Just hours earlier those same delegates had heard of the problems small black farmers, rural or not, are facing. Problems of scale, for instance, which makes it hard for them to compete with the ever-more-productive large-scale agribusinesses. With margins already under pressure, small-scale farmers find that demand in the local market is pretty static, which forces them to cut prices or struggle to sell what they produce. At the top end of the market, where there is both room and profit to be had, they are at an even greater disadvantage. If you want to export, for instance, you need to jump through any number of quality and health and safety hoops, none of them designed for ease of access by barebones outfits. And that doesn’t even take into account the networks of trust that have been built up between the established, mostly white, farmers and their channel to market.
These issues could conceivably be overcome through the judicious application of very large amounts of money, but part of that expenditure would have to be in the form of bribes. Besides the practical problems, there is also the little matter of motivation. Surveys, research, migration numbers, education choices and anecdotal evidence all show that, among young people, involvement in farming is the last refuge of those who can’t cut it in salaried city jobs. Thanks to a distinct lack of interest and no training, those who end up in agriculture are highly likely to remain manual labourers, which does nothing to change their minds or make them role models for others. The only worse fate, which befalls far too many, is being locked into the peasantry of subsistence farming, a marvellous way to perpetuate poverty across generations.

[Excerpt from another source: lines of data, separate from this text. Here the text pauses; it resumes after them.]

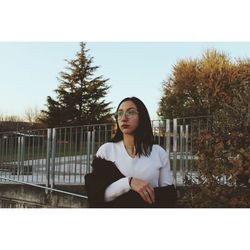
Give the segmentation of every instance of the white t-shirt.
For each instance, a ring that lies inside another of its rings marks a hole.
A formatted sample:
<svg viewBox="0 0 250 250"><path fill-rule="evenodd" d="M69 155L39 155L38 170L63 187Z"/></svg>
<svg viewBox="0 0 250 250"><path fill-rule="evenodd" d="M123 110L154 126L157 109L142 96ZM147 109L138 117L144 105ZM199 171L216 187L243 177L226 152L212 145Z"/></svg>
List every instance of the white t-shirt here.
<svg viewBox="0 0 250 250"><path fill-rule="evenodd" d="M120 172L126 176L109 185L105 190L105 200L112 201L128 192L131 188L129 178L135 177L148 181L154 187L172 185L169 153L161 146L153 145L150 156L138 155L132 158L126 151L123 141L103 144L96 153L97 157L115 163Z"/></svg>

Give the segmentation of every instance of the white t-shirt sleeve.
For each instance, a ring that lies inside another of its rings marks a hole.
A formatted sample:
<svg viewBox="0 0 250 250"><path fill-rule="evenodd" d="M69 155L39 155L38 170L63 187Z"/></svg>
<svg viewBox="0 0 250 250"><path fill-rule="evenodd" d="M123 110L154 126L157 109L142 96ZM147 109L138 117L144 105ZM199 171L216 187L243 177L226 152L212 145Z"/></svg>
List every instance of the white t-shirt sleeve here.
<svg viewBox="0 0 250 250"><path fill-rule="evenodd" d="M110 160L108 152L110 152L109 147L112 146L109 143L103 144L98 151L96 152L96 156L100 157L105 160ZM124 177L119 179L118 181L113 182L110 184L104 193L104 199L105 201L112 201L118 196L128 192L131 189L129 185L129 178Z"/></svg>
<svg viewBox="0 0 250 250"><path fill-rule="evenodd" d="M169 152L165 150L161 150L160 157L162 161L162 167L160 168L159 175L159 187L164 187L167 185L173 184L172 174L170 170L170 160L169 160Z"/></svg>
<svg viewBox="0 0 250 250"><path fill-rule="evenodd" d="M113 182L106 188L104 199L105 201L112 201L118 196L127 193L130 189L131 187L129 185L129 178L121 178L118 181Z"/></svg>

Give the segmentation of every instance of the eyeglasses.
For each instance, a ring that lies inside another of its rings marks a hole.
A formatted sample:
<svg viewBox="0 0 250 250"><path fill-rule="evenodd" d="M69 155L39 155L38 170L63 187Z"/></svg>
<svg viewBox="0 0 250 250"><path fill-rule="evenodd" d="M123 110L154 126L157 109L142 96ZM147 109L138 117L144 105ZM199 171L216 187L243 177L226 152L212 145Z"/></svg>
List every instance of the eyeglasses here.
<svg viewBox="0 0 250 250"><path fill-rule="evenodd" d="M136 116L137 114L139 114L139 112L136 111L135 109L129 109L126 112L124 112L124 111L117 111L115 113L115 118L118 119L118 120L121 120L121 118L123 117L123 115L125 115L126 118L129 119L131 117Z"/></svg>

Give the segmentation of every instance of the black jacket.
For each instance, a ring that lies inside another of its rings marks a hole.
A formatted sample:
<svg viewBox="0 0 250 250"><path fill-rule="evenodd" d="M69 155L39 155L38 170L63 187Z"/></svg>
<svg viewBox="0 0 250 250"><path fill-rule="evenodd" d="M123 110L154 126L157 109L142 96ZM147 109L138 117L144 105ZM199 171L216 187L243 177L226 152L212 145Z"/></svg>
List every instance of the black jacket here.
<svg viewBox="0 0 250 250"><path fill-rule="evenodd" d="M95 157L92 163L93 172L85 175L85 185L90 207L98 208L160 208L175 207L176 190L174 185L156 187L155 203L146 203L141 196L130 190L115 200L105 202L104 192L113 182L125 177L116 165L105 159Z"/></svg>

It’s not that the government is oblivious to these issues. Questioned about the need to create opportunities outside of agriculture, especially for young people, Molewa pointed to infrastructure development and maintenance, or jobs in technology, as areas with potential. Except that, in rural areas, such opportunities are ultimately dependent on agriculture. The roads are built to move grain and the communications links allow for remote management of irrigation. There are no serious plans to encourage the decentralisation of manufacturing, for instance, or establish any other form of underlying economic activity in the hinterland, nothing beyond the occasional canning plant or new mill. Perhaps rightly so, considering the cost and productivity impairments that come with distance from civilisation.
It’s not all bad news for agriculture, at least not globally. Occasional blips in specific commodities aside, population growth and big jumps in income in some places guarantee growth in demand for food. Food security is on the mind of every government, and some are going to great lengths and considerable expense to assure supplies. South Korea may have failed to buy Madagascar, but China is making a concerted effort to buy West Africa. The more bullish are even predicting a food super cycle, reminiscent of the commodities super cycle that proved so ephemeral.
Does that hold promise for new, independent, small-scale black farmers? Under current policies, probably not. The department of agriculture is trying to encourage greater use of contract farmers by those higher up the food processing chain, but that is a partial and short-term solution at best; substitution rather than growth. Selling land or control of land to China is politically unpalatable, and brings up the topic of South Africa’s own food security.
There are some mutterings, still muted, about splitting the issues of black empowerment, land reform, and land restitution, and re-evaluating the unspoken but prevalent nobility-of-farming belief. Perhaps that will help. In the meanwhile, though, you’ll have to forgive us a bit of pessimism about the future of rural economic development. DM
Photo: Social development minister Edna Molewa speaking at the rural economic development summit at Sun City on Monday. (The Daily Maverick)
Graffiti is actually the plural of graffito.